Si on voulait qualifier les œuvres de Houellebecq en périodes de couleur, on pourrait dire que « Extension du domaine la lutte » s’inscrit avec grande facilité dans la période très, très grise. Un récit simple, au style morne, dépouillé d’émotion, de passion à l’image de son héros.
Ici point d’humour, de léger (comme on peut retrouver dans soumission) ou de lumière d’amour, c’est la trajectoire fatale d’un informaticien censé être représentatif de notre époque, un quadra qui observe la misère affective et sexuelle de son collègue.
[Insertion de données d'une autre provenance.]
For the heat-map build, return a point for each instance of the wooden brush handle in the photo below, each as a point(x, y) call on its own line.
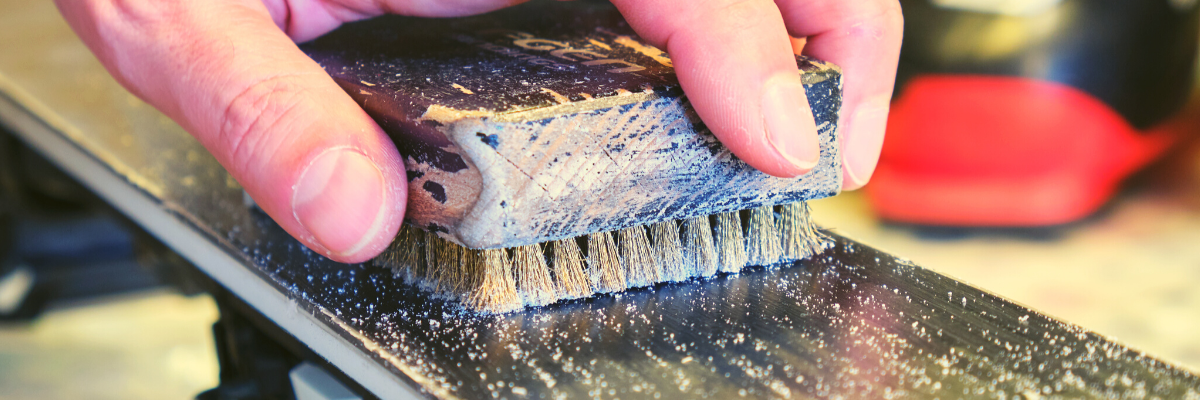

Misère qui finalement finira par l’atteindre.
Nul événement positif, aucune once de lumière ne viendra perturber la trajectoire d’un individu sans espoir.
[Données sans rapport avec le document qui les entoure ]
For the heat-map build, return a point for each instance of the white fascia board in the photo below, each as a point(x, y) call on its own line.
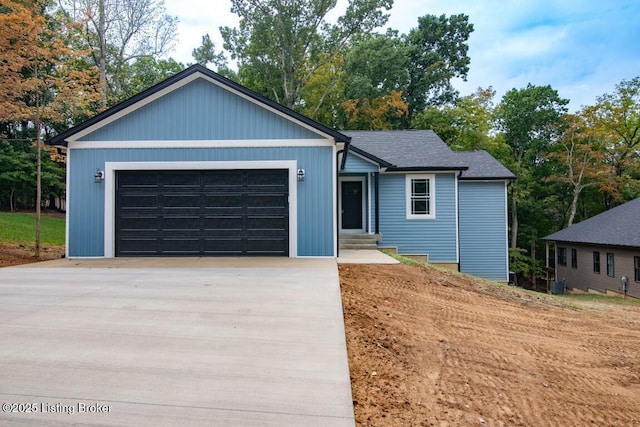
point(419, 172)
point(240, 143)
point(352, 153)
point(110, 169)
point(66, 206)
point(179, 84)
Il faut bien noter qu’il y a fort à parier que Houellebecq ne connaîtra pas de période arc-en-ciel. 🙂

Citations :

« Bien entendu. C’est foutu depuis longtemps, depuis l’origine. Tu ne représenteras jamais, Raphaël, un rêve érotique de jeune fille. Il faut en prendre ton parti ; de telles choses ne sont pas pour toi.
De toute façon, il est déjà trop tard. L’insuccès sexuel, Raphaël, que tu as connu depuis ton adolescence, la frustration qui te poursuit depuis l’âge de treize ans laisseront en toi une trace ineffaçable.
À supposer même que tu puisses dorénavant avoir des femmes – ce que, très franchement, je ne crois pas – cela ne suffira pas ; plus rien ne suffira jamais. Tu resteras toujours orphelin de ces amours adolescentes que tu n’as pas connues.
En toi, la blessure est déjà douloureuse ; elle le deviendra de plus en plus. Une amertume atroce, sans rémission, finira par emplir ton coeur. Il n’y aura pour toi ni rédemption, ni délivrance. C’est ainsi. »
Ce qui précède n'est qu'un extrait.